I am curious if the number of threads is unbounded, or if they have a bounded set but accept deadlocks, or if there is a third option other than those two that I am unaware of.
Except that io_uring is threads running in kernel.
There is no true async I/O on most (if not all) current platforms - it's all threads, either in user space or in kernel space. Sometimes even deliberately, for example polling disk will give better latency compared to waiting for IRQ.
AFAIK Windows handles truly asynchronous buffered IO in some circumstances, but I feel once you're past the point of managing the abstraction or caring about its internal details, it doesn't really matter if there is a tiny chunk of dedicated stack in the kernel, that's a problem for the OS
IOCP uses a pool of quasi-kernel threads (i.e. schedulable entity with a contiguous stack for storing state) with polling, very much like how io_uring and other incarnations of AIO in the Linux kernel work; and for that matter it's not unlike how purely user space AIO implementations work. The benefit of IOCP and io_uring is there's one less buffer copying operation. The biggest benefit of IOCP, really, is that it's a blackbox that you can depend on, and one that everybody is expected to depend upon. So it can be whatever you want it to be ;)
Is there any further documentation for it?

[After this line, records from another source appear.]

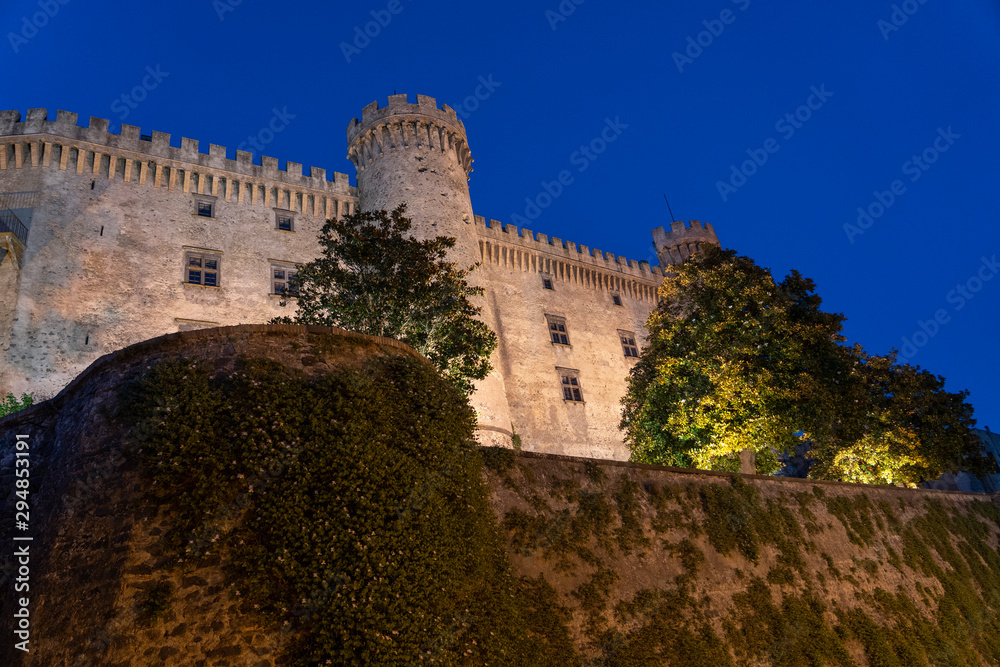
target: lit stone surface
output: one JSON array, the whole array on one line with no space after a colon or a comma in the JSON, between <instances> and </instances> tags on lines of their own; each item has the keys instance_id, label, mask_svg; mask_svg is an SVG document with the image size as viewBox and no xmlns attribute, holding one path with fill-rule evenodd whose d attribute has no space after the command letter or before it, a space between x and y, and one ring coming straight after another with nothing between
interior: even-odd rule
<instances>
[{"instance_id":1,"label":"lit stone surface","mask_svg":"<svg viewBox=\"0 0 1000 667\"><path fill-rule=\"evenodd\" d=\"M2 193L39 193L21 261L0 264L0 390L50 396L132 343L291 314L271 294L273 263L315 258L329 217L406 202L417 237L455 237L455 261L482 263L471 281L486 291L479 305L499 346L473 396L480 440L509 446L513 427L528 450L627 458L619 401L635 361L619 331L642 349L661 269L473 215L472 154L447 105L393 95L365 107L347 128L357 187L342 173L108 126L0 111L0 208ZM199 202L213 217L197 215ZM294 232L276 228L279 211ZM698 222L653 236L661 264L718 242ZM217 255L219 287L185 284L189 252ZM551 342L546 315L565 319L570 345ZM564 400L559 369L578 379L582 402Z\"/></svg>"}]
</instances>

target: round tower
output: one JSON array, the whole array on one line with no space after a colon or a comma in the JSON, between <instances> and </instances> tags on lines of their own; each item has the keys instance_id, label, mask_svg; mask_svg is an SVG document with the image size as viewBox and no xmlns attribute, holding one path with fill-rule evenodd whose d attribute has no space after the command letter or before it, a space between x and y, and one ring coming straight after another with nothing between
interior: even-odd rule
<instances>
[{"instance_id":1,"label":"round tower","mask_svg":"<svg viewBox=\"0 0 1000 667\"><path fill-rule=\"evenodd\" d=\"M719 245L719 237L715 235L712 225L702 225L698 220L692 220L690 226L685 225L683 220L671 222L669 232L663 227L653 230L653 245L656 246L660 266L680 264L701 250L703 243Z\"/></svg>"},{"instance_id":2,"label":"round tower","mask_svg":"<svg viewBox=\"0 0 1000 667\"><path fill-rule=\"evenodd\" d=\"M480 260L479 238L469 198L472 153L465 125L454 109L433 97L417 95L410 104L406 95L390 95L388 106L372 102L361 110L361 120L347 126L347 157L358 173L358 199L362 211L391 211L406 203L410 233L417 239L449 236L455 239L449 259L466 269ZM492 307L490 285L480 271L469 283L486 289L481 319L499 331ZM476 383L472 406L479 422L477 438L483 445L511 446L510 407L500 369L498 346L493 371Z\"/></svg>"},{"instance_id":3,"label":"round tower","mask_svg":"<svg viewBox=\"0 0 1000 667\"><path fill-rule=\"evenodd\" d=\"M418 239L455 238L452 259L459 268L478 261L478 242L469 199L472 153L465 125L433 97L390 95L389 105L372 102L361 120L347 126L347 157L358 173L362 211L391 211L406 203Z\"/></svg>"}]
</instances>

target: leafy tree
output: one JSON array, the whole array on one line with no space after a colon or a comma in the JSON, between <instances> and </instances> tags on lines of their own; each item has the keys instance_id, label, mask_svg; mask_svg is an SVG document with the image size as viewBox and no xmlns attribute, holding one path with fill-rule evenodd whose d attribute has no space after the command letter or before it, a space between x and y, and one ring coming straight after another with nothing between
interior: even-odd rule
<instances>
[{"instance_id":1,"label":"leafy tree","mask_svg":"<svg viewBox=\"0 0 1000 667\"><path fill-rule=\"evenodd\" d=\"M0 417L25 409L35 402L31 394L21 394L20 400L14 394L7 392L7 397L0 400Z\"/></svg>"},{"instance_id":2,"label":"leafy tree","mask_svg":"<svg viewBox=\"0 0 1000 667\"><path fill-rule=\"evenodd\" d=\"M760 472L777 451L813 443L810 476L914 484L945 470L981 471L966 392L842 345L844 316L820 309L814 284L708 247L674 267L629 378L621 428L632 460Z\"/></svg>"},{"instance_id":3,"label":"leafy tree","mask_svg":"<svg viewBox=\"0 0 1000 667\"><path fill-rule=\"evenodd\" d=\"M496 335L475 319L469 297L482 288L466 282L447 261L455 239L410 237L405 205L328 220L319 236L322 255L304 265L289 285L298 298L284 324L319 324L407 343L466 395L490 371ZM281 305L286 305L282 299Z\"/></svg>"}]
</instances>

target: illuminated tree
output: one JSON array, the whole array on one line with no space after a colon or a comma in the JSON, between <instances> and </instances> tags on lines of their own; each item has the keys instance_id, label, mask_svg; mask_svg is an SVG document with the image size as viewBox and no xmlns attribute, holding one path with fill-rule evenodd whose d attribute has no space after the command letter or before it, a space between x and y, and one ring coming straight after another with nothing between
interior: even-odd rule
<instances>
[{"instance_id":1,"label":"illuminated tree","mask_svg":"<svg viewBox=\"0 0 1000 667\"><path fill-rule=\"evenodd\" d=\"M758 471L814 443L810 476L913 484L984 464L965 393L895 355L842 345L843 315L820 310L811 280L781 283L708 246L673 267L629 378L621 428L632 460Z\"/></svg>"}]
</instances>

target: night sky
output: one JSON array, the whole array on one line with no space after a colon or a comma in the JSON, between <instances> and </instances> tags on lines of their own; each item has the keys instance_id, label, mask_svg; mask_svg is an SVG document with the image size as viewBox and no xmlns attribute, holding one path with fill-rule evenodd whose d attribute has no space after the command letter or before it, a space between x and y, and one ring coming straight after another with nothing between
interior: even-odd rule
<instances>
[{"instance_id":1,"label":"night sky","mask_svg":"<svg viewBox=\"0 0 1000 667\"><path fill-rule=\"evenodd\" d=\"M1000 3L667 4L5 0L0 108L353 181L350 119L430 95L465 119L477 214L655 263L665 194L1000 430Z\"/></svg>"}]
</instances>

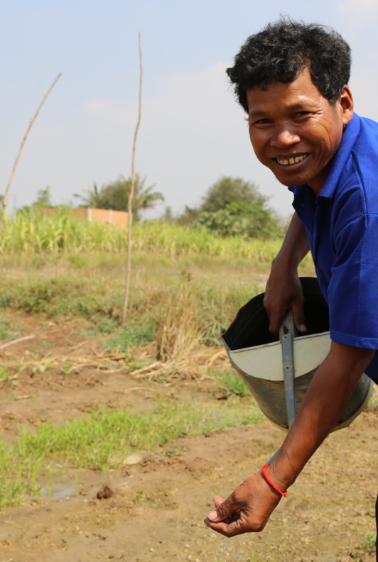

I would have expected there doesn't need to be a real stack. Only state-machines for all the IO entities (like sockets) which get advanced whenever an outside event (e.g. interrupt) happens and which then signal the IO completion towards userspace. Didn't expect that it's necessary to keep stacks around.
Yes, IOCP looks like true async I/O most of the time. While in reality it will block if file is cached, in cases if code tries to read something like 100+ MB at a time ReadFile calls can take 200ms+. So most "async I/O" frameworks have to wrap IOCP into a user space thread ...
If by aio you mean Posix aio - on Linux it's implemented with user space threads and blocking I/O. Posix aio on BSD systems is implemented as kernel space thread (aio_write/etc are syscalls on BSD, and glibc functions on Linux).
If you mean io_submit, then yes, but in vast majority of cases, actual `io_submit` syscall will block, because of metadata updates, unaligned reads, etc ...
Are those really the only options? I'm trying to wrap my head around how using a fixed size thread pool for I/O automatically implies deadlocks but I just can't. Unless the threads block on completion until their results are consumed instead of just notifying and then taking the next task..
I can definitely imagine blocking happening while waiting for a worker to be available, though. Did you mean simply blocking instead of deadlock?
Thank you for humoring me. I had to sleep on it, but I can see it now. Seems like it would require a really bad design or more likely bad actors (remotes leaving dead sockets open), but it would definitely be possible.
The same scenarios would lead to resource exhaustion if the thread pool wasn't bounded.
I am curious if the number of threads is unbounded, or if they have a bounded set but accept deadlocks, or if there is a third option other than those two that I am unaware of.